A key element of Arizona’s new English-language learner (ELL) policy is the testing of 
ELLs to determine their proficiency in English so that they can be placed in appropriate 
groups for English-language instruction. The Arizona English-Language Learner 
Assessment (AZELLA) was developed for this purpose and it is the only criterion used to 
assess English language proficiency, so it is a “high stakes” assessment (Wolf, et al., 
2008). This paper evaluates a central claim for this assessment - namely, that AZELLA 
is unidimensional - and considers the consequences that flow from the question as to 
whether or not the measurement instrument has one or more than one dimension. This 
issue is critical since unidimensionality is required for the use of a psychometric 
techniques such as Rasch scaling and item response theory (IRT) that claim to array 
individuals along a single scale indicating the extent to which they possess a given 
characteristic such as English-language proficiency. If an assessment is not 
unidimensional, then these claims may not be valid.
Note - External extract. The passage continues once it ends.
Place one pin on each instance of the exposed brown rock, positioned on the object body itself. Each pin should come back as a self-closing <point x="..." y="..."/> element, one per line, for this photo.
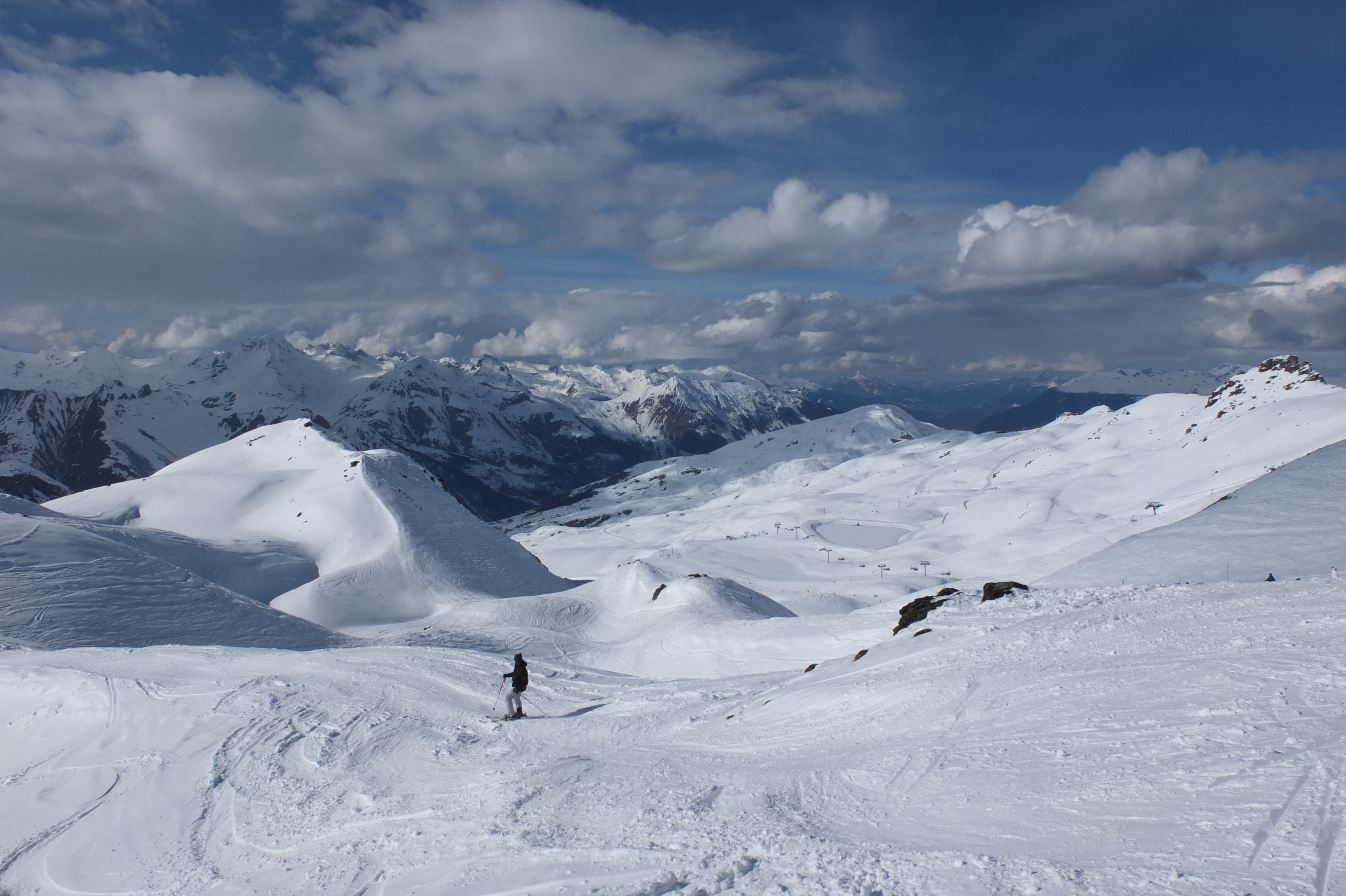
<point x="998" y="590"/>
The programmatic consequences 
that flow from the assumption - or violation of the assumption - of unidimensionality 
include the choice between a single, fixed program versus interventions targeted at the 
individual strengths and weaknesses of students. 



1 The author thanks Gene Glass, Jeff MacSwan, Jon Vreeken, and Amy Heineke for their suggestions. The 
author is solely responsible for the content and views expressed here.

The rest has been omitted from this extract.